Kettenlängengenauigkeit
Gemäß Norm ISO 606 dürfen Rollenketten eine Längengentoleranz von +0,15 Prozent, ausgehend von der Nennlänge (Gliederzahl x Teilungsmaß), aufweisen. Förderketten mit Anbauteilen sogar bis +0,30 Prozent. Eine negative Tolerierung der Kettenlänge ist ausgeschlossen, da die Kette zum einen unter Umständen bei festem Achsabstand nicht montierbar und zum anderen, da der Einlauf in die Kettenradverzahnung problematisch wäre.

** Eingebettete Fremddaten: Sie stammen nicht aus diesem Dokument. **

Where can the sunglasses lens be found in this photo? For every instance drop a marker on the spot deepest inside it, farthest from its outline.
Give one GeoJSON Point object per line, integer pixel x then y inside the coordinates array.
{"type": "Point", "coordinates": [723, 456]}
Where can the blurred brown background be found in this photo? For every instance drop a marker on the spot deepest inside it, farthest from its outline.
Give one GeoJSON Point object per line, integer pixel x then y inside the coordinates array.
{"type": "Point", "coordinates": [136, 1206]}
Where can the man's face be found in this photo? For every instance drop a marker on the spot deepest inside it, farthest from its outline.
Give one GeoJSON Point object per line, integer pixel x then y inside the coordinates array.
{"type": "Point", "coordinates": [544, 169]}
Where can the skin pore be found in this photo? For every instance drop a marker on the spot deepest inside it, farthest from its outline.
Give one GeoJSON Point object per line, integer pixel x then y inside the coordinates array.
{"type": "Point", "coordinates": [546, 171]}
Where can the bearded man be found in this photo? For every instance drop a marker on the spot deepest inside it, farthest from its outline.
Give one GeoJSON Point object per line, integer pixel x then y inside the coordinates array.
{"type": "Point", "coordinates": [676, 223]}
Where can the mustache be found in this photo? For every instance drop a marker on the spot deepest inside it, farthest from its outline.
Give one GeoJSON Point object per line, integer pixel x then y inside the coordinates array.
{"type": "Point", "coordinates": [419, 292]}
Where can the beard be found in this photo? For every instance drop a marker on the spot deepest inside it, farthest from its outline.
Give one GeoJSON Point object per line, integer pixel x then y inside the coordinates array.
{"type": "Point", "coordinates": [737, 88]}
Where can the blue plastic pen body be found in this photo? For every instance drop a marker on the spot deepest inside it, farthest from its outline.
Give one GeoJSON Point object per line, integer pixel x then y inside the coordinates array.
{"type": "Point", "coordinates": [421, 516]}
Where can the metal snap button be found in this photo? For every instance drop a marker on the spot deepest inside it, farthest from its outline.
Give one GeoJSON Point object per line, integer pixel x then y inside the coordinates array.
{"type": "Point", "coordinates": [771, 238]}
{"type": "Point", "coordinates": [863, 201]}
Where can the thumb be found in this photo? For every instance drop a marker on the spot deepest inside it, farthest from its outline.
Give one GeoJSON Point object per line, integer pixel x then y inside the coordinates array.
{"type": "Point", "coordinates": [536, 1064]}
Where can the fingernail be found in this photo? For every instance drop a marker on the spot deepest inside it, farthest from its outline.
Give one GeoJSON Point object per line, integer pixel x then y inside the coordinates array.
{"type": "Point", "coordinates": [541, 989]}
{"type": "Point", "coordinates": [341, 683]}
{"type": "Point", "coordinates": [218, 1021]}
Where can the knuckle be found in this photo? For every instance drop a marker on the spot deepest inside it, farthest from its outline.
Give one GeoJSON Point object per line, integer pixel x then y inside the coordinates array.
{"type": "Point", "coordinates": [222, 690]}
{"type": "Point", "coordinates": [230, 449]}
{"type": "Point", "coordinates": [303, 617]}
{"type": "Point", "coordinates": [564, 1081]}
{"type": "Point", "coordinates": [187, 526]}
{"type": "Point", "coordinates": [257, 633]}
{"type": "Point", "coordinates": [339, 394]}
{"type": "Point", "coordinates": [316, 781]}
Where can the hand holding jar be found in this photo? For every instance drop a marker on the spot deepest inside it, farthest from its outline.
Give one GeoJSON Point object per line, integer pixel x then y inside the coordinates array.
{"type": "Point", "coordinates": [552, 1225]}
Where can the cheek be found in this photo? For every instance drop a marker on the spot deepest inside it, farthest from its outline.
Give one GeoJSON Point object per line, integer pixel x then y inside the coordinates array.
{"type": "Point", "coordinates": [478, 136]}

Insbesondere bei Anwendungen mit eingeschränkten Längentoleranzen und paarweise sortierten Ketten (Parallellauf) spielt Längengenauigkeit und -homogenität eine besondere Rolle.
Kettenlängenmessung
Unsere Ketten werden mit einer Messkraft gemäß ISO606, die etwa 1% der Bruchkraft beträgt, eingespannt und vorbelastet. Dabei wird die Kettenlänge gemessen und mit der Solllänge verglichen, die sich aus der Anzahl der Glieder multipliziert mit der Teilung ergibt. Für die Kettenlängenmessung verwenden wir eine Messbank, die es uns ermöglicht, die Längen einzelner Kettenstücke bis zu einer Länge von 3 Metern präzise zu bestimmen.
CCM-S mit SLE-Funktion
(SLE = Segment Link Elongation)
Das CCM-S Modul misst mit Sensoren die Verschleißlängung von Ketten im Einsatz und hilft so dem Instandhaltungspersonal rechtzeitig zu erkennen, wann die Kette aufgrund der Verschleißlängung ausgetauscht werden muss.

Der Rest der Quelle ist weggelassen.